Le second critère concerne les modalités de fonctionnement d’un SPIC. Celui-ci a plusieurs obligations à remplir pour être considéré comme tel. Tout d’abord, il ne doit pas être un service gratuit. Il doit pouvoir faire des bénéfices comme toute entreprise privée (CE, 26 juillet 1930, Benoit). De plus il ne doit pas être exploité en régie directe. C’est-à-dire que le service ne doit pas être pris en charge directement par l’administration. En l’espèce, le juge déclare que le service de distribution de l’eau est un SPIC même s’« (il) est géré en régie par la commune, sans disposer d’un budget annexe ». Il poursuit en expliquant que « la commune de Tournefort, qui exploite en régie un service de distribution d’eau non doté d’un budget annexe, prélève à ce titre sur les usagers une redevance tenant compte de leur consommation d’eau mesurée par les compteurs installés à l’initiative de la commune ». Cela démontre que le service de distribution de l’eau est géré directement par la commune qui inclut dans son budget communal les recettes et les dépenses de celui-ci. Cela le rapprocherait plus d’un service de l’administration. Pourtant, ce n’est pas un problème pour le tribunal des conflits qui avait déjà admis le 14 mai 1990 qu’un SPIC pouvait être régie directement (CE, Epoux Laperrouze).
Les deux premiers critères établis par la jurisprudence Union syndicale des industries aéronautiques concernant les modalités de financement et de fonctionnement n’ont pas été respectés concrètement par le juge du tribunal des conflits. Cependant, ça ne lui a pas empêché de déclarer le service de distribution de l’eau comme un SPIC.

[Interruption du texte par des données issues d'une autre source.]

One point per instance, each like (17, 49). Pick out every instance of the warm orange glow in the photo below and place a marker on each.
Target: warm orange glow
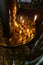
(16, 24)
(23, 29)
(35, 17)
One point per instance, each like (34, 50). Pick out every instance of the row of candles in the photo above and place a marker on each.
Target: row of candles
(23, 28)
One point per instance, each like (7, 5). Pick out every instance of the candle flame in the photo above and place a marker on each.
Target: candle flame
(16, 24)
(35, 17)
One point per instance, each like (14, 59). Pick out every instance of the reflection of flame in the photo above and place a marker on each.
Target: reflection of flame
(15, 10)
(16, 24)
(21, 18)
(25, 31)
(35, 17)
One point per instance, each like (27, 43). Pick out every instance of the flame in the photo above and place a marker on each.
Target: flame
(35, 17)
(16, 24)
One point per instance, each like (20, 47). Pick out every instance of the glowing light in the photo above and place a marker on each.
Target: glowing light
(22, 21)
(35, 17)
(20, 31)
(21, 18)
(16, 24)
(27, 30)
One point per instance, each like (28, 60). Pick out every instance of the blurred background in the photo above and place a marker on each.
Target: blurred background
(32, 52)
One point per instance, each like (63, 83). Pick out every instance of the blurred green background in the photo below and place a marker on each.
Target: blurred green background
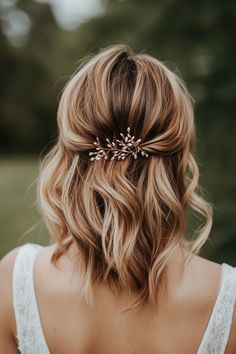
(41, 44)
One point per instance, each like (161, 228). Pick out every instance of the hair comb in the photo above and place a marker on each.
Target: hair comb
(119, 149)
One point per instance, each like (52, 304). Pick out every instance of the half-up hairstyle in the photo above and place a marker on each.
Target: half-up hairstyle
(127, 217)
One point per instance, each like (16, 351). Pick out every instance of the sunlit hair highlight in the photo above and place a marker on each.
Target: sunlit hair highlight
(126, 217)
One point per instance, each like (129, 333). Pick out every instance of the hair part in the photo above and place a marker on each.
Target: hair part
(126, 217)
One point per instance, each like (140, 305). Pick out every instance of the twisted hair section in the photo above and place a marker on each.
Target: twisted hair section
(126, 217)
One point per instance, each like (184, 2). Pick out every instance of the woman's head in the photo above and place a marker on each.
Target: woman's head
(128, 216)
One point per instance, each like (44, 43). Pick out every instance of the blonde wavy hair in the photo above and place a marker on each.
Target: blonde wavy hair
(127, 217)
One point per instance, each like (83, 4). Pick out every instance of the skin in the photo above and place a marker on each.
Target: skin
(70, 326)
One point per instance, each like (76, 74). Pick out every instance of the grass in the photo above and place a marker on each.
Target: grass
(20, 221)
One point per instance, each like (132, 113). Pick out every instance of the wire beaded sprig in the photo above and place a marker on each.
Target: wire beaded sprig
(126, 146)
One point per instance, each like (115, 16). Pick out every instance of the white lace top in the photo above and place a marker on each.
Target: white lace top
(30, 335)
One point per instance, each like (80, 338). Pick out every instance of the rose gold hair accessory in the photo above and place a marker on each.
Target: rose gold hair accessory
(124, 147)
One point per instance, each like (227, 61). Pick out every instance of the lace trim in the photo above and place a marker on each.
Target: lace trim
(30, 335)
(217, 333)
(31, 339)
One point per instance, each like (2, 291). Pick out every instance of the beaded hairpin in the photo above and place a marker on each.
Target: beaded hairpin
(121, 150)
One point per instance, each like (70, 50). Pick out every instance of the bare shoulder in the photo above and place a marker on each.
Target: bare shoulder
(208, 273)
(6, 275)
(7, 318)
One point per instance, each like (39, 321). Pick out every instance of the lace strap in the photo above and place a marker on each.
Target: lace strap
(217, 333)
(29, 331)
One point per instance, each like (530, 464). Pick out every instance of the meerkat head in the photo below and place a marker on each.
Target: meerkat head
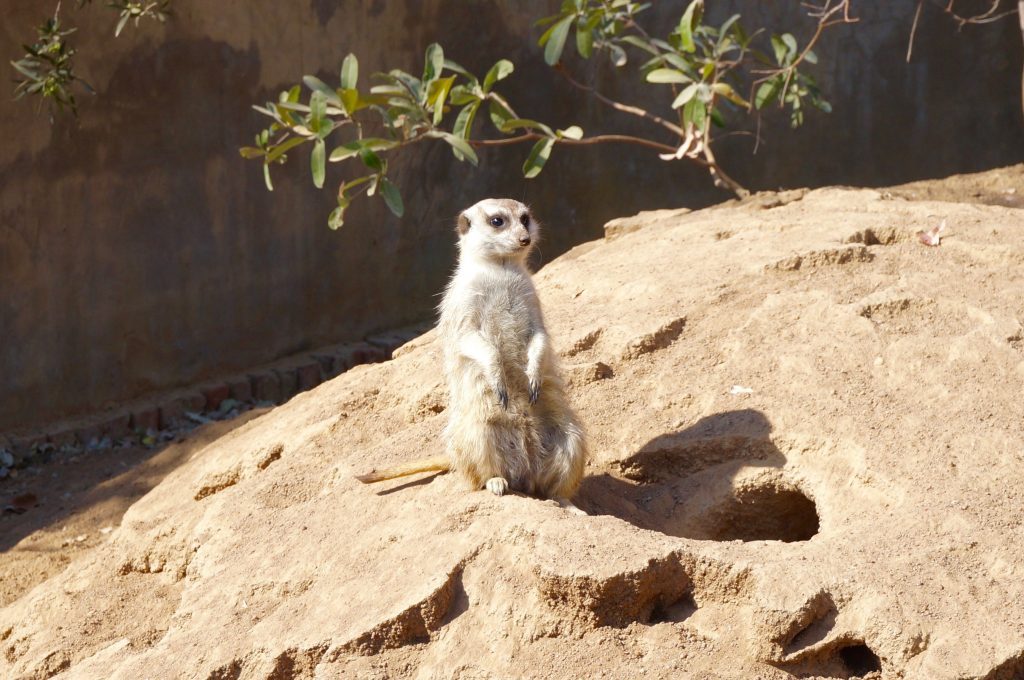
(497, 228)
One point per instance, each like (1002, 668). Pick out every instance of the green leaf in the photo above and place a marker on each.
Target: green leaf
(391, 197)
(538, 157)
(343, 152)
(767, 92)
(371, 160)
(517, 123)
(668, 76)
(433, 62)
(695, 112)
(685, 95)
(462, 94)
(317, 110)
(554, 40)
(571, 132)
(349, 100)
(282, 149)
(724, 89)
(349, 73)
(437, 94)
(616, 54)
(500, 114)
(686, 26)
(637, 41)
(455, 68)
(500, 71)
(791, 42)
(337, 217)
(316, 163)
(585, 40)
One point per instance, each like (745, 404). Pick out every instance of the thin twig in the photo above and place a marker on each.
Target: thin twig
(597, 139)
(617, 105)
(913, 30)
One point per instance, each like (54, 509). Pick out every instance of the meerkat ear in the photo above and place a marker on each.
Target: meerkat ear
(462, 224)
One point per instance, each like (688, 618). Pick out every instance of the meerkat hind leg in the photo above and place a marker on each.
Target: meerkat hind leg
(497, 485)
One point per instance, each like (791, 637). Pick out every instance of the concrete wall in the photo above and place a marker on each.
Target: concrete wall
(138, 251)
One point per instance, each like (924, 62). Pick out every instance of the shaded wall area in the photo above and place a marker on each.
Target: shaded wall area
(138, 252)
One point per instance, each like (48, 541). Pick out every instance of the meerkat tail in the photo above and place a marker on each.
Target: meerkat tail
(433, 464)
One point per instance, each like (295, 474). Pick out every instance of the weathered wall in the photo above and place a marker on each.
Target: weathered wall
(138, 252)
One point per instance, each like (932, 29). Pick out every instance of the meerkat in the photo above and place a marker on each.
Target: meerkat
(510, 424)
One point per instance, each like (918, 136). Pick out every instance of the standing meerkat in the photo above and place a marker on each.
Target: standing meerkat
(510, 423)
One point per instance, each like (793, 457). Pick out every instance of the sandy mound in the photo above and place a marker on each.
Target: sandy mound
(808, 441)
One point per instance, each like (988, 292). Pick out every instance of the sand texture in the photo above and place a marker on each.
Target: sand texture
(807, 431)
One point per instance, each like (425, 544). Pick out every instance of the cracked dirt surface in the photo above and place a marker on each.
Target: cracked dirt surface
(807, 434)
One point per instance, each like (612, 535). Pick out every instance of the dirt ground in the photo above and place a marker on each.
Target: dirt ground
(806, 434)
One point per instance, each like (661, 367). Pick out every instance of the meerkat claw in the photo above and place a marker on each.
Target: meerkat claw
(497, 485)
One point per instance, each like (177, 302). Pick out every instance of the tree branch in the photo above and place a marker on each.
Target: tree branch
(626, 109)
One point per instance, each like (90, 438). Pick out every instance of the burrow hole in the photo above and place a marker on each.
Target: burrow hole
(772, 511)
(859, 661)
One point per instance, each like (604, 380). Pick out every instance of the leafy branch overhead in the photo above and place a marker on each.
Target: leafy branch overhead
(699, 73)
(46, 69)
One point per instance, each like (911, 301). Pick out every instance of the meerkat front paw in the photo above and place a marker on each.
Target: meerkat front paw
(498, 485)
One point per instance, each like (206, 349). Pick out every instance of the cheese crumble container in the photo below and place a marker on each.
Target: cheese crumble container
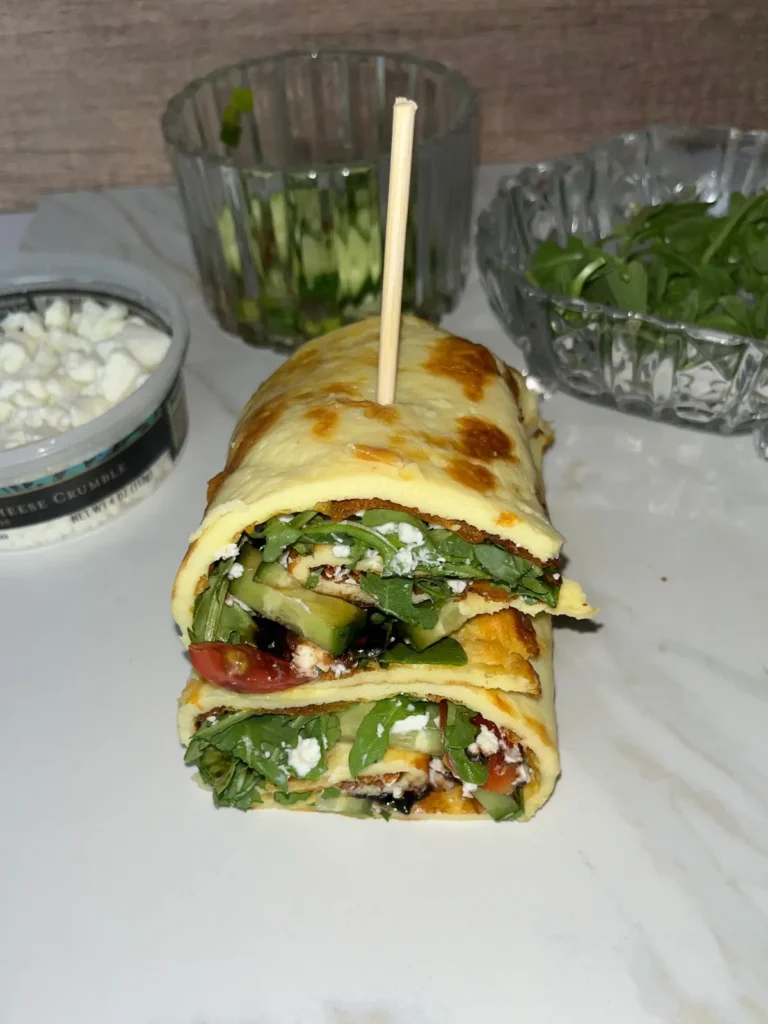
(73, 482)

II – La reconnaissance par le juge du service public de distribution de l’eau comme un SPIC
Le juge utilisera le critère de l’objet qui sera déterminant pour sa décision (A) et pourra appliquer le régime juridique qui convient (B).
A – L’utilisation déterminante du critère de l’objet par le juge
Dans l’arrêt Union syndicale des industries aéronautiques (CE, 16 novembre 1956), le Conseil d’État fait référence au critère de l’objet pour identifier un service public qui serait industriel et commercial. L’objet du service « consiste à déterminer les opérations par lesquelles se manifeste l’exécution du service » (Cf. Droit administratif et Institutions administratives, Marie-Christine Rouault). Pour qu’un service soit reconnu comme SPIC, il faut que son objet ressemble à une activité d’une entreprise privée. Par exemple, l’exploitation d’une piste de ski (CE, 19 février 2009, Mlle Beaufils et M. et Mme Beaufils). En l’espèce, le juge dispose que « le service public de distribution de l’eau est en principe, de par son objet, un service public industriel et commercial ». Le juge considère alors que l’objet est déterminant dans la qualification du service de distribution de l’eau comme SPIC. Pour lui, le service de distribution d’eau est considéré comme un service pouvant appartenir à une entreprise privée. Même si le critère de l’objet est retenu, il n’en demeure pas moins que les trois critères doivent être cumulatifs. Cependant, cette décision va retenir qu’un seul critère, l’objet, pour déterminer si le service de distribution de l’eau est industriel et commercial. Les deux autres critères ne seront pas utilisés par le juge. Cela montre que le juge ne respecte pas entièrement la jurisprudence antérieure et que pour lui l’objet est l’élément déterminant pour définir un SPIC. Afin que cette décision soit reconnue, il évoque tout de même les autres critères, à savoir, la redevance et la régie du service de distribution d’eau.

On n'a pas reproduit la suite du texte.